Kitchen builder Donald Mull:
“If it is working from home, I have no problem with that. However, it is difficult in many cases. Many of our employees were happy to be back in the office. You can easily perform certain tasks at home, and for others you need to be close to your colleagues.”
Michel van den Brandy, CEO of Kontrimo scaffolding:
The Sky is the Limit’s face expresses his vision even more attractively. “I don’t believe in remote work. Then people go home to pee and defecate whenever they want. They have to prepare food, take the kids to school and feed them, these kids are screaming all the time. And then they also have to do their job? Working from home is widely abused.” And the good guys have to pay for the bad. How do you check if they’re doing their job? As chief, you have to fight profiteering. I’d rather they come to work eight hours, I say directly.”
“By the way, how can my people make orders and quotes from home? Files are in the cupboards and slide around the office. Between 12 and 1 p.m. my folks go to dinner and discuss problems. If they work from home, they definitely make mistakes.”
Professional expert Stijn Baert:
“One downside is that communication with colleagues while working remotely is poor. Remote workers also attend fewer training sessions. Our research shows that this combination threatens their chances of promotion.”
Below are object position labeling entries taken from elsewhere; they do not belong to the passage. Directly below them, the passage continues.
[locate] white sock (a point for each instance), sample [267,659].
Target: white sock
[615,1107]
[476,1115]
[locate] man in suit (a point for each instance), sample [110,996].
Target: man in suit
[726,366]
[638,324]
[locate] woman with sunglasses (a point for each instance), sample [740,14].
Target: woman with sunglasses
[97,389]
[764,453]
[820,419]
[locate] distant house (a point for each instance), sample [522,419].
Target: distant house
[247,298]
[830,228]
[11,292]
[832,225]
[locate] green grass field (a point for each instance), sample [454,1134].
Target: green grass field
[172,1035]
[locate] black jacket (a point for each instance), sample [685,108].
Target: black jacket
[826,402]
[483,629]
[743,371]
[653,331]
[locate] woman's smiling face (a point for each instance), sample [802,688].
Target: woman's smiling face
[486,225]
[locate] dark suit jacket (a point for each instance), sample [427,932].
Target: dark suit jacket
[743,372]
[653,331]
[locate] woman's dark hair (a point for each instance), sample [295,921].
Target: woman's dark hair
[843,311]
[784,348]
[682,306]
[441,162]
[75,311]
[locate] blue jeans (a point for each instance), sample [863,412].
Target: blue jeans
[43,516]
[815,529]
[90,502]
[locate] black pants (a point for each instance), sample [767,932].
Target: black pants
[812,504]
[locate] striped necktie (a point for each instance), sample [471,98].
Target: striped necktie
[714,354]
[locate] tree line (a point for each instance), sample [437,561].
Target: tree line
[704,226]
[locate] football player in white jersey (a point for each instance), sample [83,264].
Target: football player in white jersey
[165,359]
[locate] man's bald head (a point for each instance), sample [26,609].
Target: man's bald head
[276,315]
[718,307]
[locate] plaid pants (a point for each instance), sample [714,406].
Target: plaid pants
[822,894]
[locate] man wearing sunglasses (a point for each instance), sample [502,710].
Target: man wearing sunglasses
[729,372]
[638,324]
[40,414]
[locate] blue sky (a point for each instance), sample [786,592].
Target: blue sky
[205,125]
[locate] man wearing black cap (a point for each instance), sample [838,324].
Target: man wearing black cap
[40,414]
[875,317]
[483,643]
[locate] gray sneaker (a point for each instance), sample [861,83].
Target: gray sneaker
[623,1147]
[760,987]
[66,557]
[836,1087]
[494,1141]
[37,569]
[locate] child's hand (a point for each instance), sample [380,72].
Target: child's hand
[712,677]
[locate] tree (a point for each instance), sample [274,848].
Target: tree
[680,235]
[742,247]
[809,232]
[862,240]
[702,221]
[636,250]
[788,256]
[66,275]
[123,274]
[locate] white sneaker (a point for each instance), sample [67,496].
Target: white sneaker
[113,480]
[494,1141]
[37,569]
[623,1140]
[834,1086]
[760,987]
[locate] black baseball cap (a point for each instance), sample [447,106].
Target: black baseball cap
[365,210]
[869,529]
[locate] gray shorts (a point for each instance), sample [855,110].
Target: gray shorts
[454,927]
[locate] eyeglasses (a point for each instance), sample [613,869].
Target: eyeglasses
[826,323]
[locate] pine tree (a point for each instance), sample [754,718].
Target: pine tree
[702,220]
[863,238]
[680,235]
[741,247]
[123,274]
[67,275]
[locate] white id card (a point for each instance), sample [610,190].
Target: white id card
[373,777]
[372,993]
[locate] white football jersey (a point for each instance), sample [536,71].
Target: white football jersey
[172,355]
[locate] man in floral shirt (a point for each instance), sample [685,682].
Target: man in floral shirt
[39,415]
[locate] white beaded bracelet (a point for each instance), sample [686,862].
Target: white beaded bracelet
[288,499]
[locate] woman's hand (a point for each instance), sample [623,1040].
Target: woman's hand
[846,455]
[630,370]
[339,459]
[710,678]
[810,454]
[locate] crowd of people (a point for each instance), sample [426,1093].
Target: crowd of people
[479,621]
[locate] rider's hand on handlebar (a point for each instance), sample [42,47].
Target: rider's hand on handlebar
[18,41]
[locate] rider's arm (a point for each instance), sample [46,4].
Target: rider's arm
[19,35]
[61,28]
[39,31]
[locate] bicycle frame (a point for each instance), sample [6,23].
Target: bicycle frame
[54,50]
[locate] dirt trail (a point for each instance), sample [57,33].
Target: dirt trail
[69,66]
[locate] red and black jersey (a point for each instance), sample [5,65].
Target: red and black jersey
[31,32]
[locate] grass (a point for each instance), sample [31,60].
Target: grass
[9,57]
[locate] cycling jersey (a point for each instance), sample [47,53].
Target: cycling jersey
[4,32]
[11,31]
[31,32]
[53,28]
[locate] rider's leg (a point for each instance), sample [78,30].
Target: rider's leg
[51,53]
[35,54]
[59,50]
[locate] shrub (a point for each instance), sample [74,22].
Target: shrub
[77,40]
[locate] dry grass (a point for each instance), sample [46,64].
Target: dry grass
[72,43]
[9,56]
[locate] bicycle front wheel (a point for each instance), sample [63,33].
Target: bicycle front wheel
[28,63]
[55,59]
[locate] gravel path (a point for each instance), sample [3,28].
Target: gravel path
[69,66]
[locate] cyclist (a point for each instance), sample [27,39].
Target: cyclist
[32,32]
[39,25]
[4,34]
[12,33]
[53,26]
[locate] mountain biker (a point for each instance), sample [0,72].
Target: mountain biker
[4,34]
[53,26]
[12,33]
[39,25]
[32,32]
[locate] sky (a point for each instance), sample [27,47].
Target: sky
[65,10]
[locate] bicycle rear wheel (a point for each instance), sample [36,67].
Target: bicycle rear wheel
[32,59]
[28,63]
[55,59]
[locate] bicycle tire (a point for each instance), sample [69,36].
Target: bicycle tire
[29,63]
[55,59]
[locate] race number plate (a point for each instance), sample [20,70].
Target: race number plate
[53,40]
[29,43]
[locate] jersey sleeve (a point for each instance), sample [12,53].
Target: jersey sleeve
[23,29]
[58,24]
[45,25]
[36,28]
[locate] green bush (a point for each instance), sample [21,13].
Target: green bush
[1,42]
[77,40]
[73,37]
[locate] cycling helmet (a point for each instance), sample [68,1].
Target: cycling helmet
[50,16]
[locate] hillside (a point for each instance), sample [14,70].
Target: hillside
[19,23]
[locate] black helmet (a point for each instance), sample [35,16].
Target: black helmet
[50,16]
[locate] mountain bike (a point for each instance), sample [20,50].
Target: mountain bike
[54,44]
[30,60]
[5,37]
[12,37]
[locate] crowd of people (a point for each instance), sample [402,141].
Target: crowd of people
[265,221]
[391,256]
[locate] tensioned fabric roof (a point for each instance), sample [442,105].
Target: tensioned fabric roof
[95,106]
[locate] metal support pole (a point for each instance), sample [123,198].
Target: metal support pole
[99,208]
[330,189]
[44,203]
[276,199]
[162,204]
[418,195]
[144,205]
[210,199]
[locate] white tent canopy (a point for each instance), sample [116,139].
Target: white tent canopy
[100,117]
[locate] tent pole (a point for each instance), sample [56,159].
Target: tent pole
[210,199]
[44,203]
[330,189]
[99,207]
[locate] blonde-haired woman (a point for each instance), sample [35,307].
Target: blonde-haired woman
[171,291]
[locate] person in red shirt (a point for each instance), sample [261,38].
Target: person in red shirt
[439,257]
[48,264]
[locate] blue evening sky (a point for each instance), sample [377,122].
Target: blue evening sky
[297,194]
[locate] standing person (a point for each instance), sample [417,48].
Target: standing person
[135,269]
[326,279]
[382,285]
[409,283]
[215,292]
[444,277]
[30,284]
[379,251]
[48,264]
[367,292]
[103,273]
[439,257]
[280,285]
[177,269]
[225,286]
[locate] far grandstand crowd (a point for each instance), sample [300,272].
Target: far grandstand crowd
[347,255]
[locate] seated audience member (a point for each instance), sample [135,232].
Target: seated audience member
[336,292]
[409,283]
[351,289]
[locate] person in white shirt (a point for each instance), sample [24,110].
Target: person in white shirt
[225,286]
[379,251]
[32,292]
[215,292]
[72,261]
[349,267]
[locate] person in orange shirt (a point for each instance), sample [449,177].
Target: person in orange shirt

However, studies have also shown that productivity is maintained if teleworking is not overstated. “Working from home can focus better, monitor better work-life balance, and waste less time traveling. In the meantime, employers are also investing in technology and organizations that make remote work possible,” says Burt.
The economist notes that employees are now finding remote work very important. A survey shows that employees are willing to pay 5% of their wages for an extra day of working from home. People have tasted it and they don’t want to give it up anymore.”
Burt believes that Musk certainly does not represent the viewpoint of most employers. “Definitely not the smart employers, because they know that the battle for talent can only be won through telecommuting. If the employer excludes working from home, they will have to hunt in a much smaller group to fill job vacancies, which are already very small today.”
There is also an aspect of the energy bill. For example, Het Laatste Nieuws calculated that those who start working full-time in the office this winter can save up to €85 per week in heating costs.
Martin de Groot, researcher and specialist in energy-efficient construction at VITO/EnergyVille:
In general, working from home will be beneficial to the company’s energy bill, but since the emergence of the Corona virus, many people prefer to work from home. That’s why I don’t think it’s a good idea to bring everyone back to the office full time. For companies that have a work-from-home culture, it may make sense to offer fixed days. In this way maximum cost savings can be achieved in the office. It seems to me that offering to work from home just to save energy is useless and even counterproductive.”